My father made sure that I was properly trained and prepared both mentally and physically. I had to go through all the ethnic and tribal rituals, with the clear purpose that as a man I would be able to undertake initiatives and succeed in the most difficult missions. My father often told me that I must be responsible and be able to look after myself, even if he was not there to take care of me.
It was the custom every year, about the month of June when the rains had just ended, for the elders and fully grown boys to journey to the salt pan in the district of Ongandjera (locally known as Ekango Ijo Mongua). From there fresh salt would be fetched which would be processed and stored for home consumption. The salt was also important and valuable because it would be used for barter, along with other goods, with neighbouring districts of Ombalantu and Uukwanjama, and sometimes over the borders in Angola where there were no salt pans available. According to our tradition, when a boy first went to fetch salt, it was expected that he would go all the way on foot as a sign of maturity and strength.
One day in 1942, I learnt that my family’s acquaintance – whose last born I am named after – was going in a donkey wagon to the salt pan, and that I was to go along. Before the journey began, though, I expected that since I was really under age, and since the adult was my father’s friend, my main task on the journey would be to look after the donkeys when we rested for them to graze, and that I would be allowed to ride on the wagon now and then. We set off after lunch one day, and at first I was allowed to ride on the wagon. But as soon as we entered the thick forest, I was told in no uncertain terms that I had to walk on my two feet all the way to our destination. I jumped out of the wagon and took a lead, holding and pulling the front donkey when we moved through the deep sands. I also looked after the donkeys so that they were not attacked by lions that were plenty in the bush and were very fond of donkey meat. I was a little bit concerned when I saw what resembled a grey cat, and the donkeys became nervous, probably after the smell of a lion blew in their direction. I reported to the elders what I had seen in the dry grass, and was told to gather wood quickly, make fire around the wagon and bring the donkeys nearer to ensure that they were safe. I was later on told that lions often fear to come close where there is fire burning.
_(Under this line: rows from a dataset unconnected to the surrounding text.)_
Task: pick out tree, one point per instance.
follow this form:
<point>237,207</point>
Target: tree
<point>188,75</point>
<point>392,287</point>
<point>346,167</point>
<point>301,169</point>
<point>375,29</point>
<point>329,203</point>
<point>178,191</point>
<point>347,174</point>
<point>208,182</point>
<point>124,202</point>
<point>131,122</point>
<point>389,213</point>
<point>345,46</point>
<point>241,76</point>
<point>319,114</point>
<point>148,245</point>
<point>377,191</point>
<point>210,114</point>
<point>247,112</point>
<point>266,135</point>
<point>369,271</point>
We continued the next morning, walking for five days and nights. During the long journey, it was for the first time in my life that I had ever been so utterly exhausted. I fell asleep and dreamed even while moving alongside the wagon. The older person I was with threatened to whip me with a fresh mopane branch if I did not move along quickly, and at one point I was almost overrun by the wagon. Nevertheless we finally arrived back home. When my mother saw me she started sounding traditional words of praise. She instructed the girls to slaughter a big cock, which was then cooked in special gravy extracted from marura tree nuts – a feast normally prepared for very important guests in the house. My father presented a goat as a sign of gratitude to me, a small boy who had brought salt to the family. This female goat produced many young ones, and I was very happy and proud to possess goats of my own. I felt well rewarded after the long hard journey to fetch salt, and I learned the value of undertaking difficult missions in one’s life.
During my boyhood, looking after the cattle was my main activity, and schooling came second or even third in my mind. I started to go to the Finnish Missionary Society School at Okahao, near Ethiya Ombupupu, at about the age of 10. (The school is still there, but if one visits it today one will see how it had been shelled by South African troops during the war of liberation. Even though the South Africans claimed to be civilized and committed Christians, if one goes to Okahao, the modern church there also bears the holes of machine gun bullets. These were fired from the South African military base which was deliberately to harass the students, and the population in general during Sunday church services). Eventually though, I finished my Standard Six, with Wilhelm Amutenya as my teacher. Though I was still young, I could not go for Standard Seven as it was not provided at that school. The only option open for me in order to proceed with education then was to be prepared to be a clergyman, and again, I was too young to be considered. Procedurally, one had to be mature and allowed to seminary school where boys could be trained to become clergymen.